Let us consider a scenario where the plant operating conditons have changed due to change in process parameters or plant modifications and the plant piping now undergoes thermal cycling at the new operating conditions. This will result in change of computed displacement stress range for the piping. Let us assume this displacement strange as Si. Let us associate the number of cycles associated with this displacement stress range as Ni.

Let NE be the number of thermal cycles associated with the maximum computed displacement stress range SE.

If the plant undergoes several upgrades and thermal cyclings due to changing operating conditions, the stress range reduction factor will not remain the same as the original conditon. To calculate the stress range reduction factor we have to calculate the equivalent number of cycles.

The equivalent N in such cases can be calculated using equation 1d

N = NE + ∑(ri5Ni) for i = 1,2,3,---,n...........................1d

where ri = Si/SE

Problem: Table below provides data for a plant piping system that undergoes the a number of thermal cycles. The corresponding computed displacement stress range for each thermal cycle is provided. What is the equivalent number of thermal cycles.

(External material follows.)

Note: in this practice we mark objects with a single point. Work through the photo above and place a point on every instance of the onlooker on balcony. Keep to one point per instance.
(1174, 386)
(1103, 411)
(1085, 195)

Number of Thermal Cycles (N) Computed Displacement Stress Range (Si)
8000 20000 psi
6000 12000 psi
5000 10000 psi
3000 8000 psi
2000 6000 psi
1000 4000 psi

Solution: The number of cycles associated with maximum displacement stress range SE = 20000 is NE = 8000.

N1 = 6000 and r1 =  S1/SE = 12000/20000 = 0.6

N2 = 5000 and r2 =  S2/SE = 10000/20000 = 0.5

N3 = 3000 and r3 =  S3/SE = 8000/20000 = 0.4

N4 = 2000 and r4 =  S4/SE = 6000/20000 = 0.3

N5 = 1000 and r5 =  S5/SE = 4000/20000 = 0.2

N = NE + N1r1 + N2r2 + N3r3 + N4r4 + N5r5

N = 8000 + 6000*0.6 + 5000*0.5 + 3000*0.4 + 2000*0.3 + 1000*0.2

N = 8000 + 3600 + 25000 + 1200 + 600 + 200 = 16100 cycles

Conclusion: Though the plant has gone through 25000 cycles in total at different computed displacement stress range, the equivalent number of cycles as per equation 1d of the code is 16100 cycles.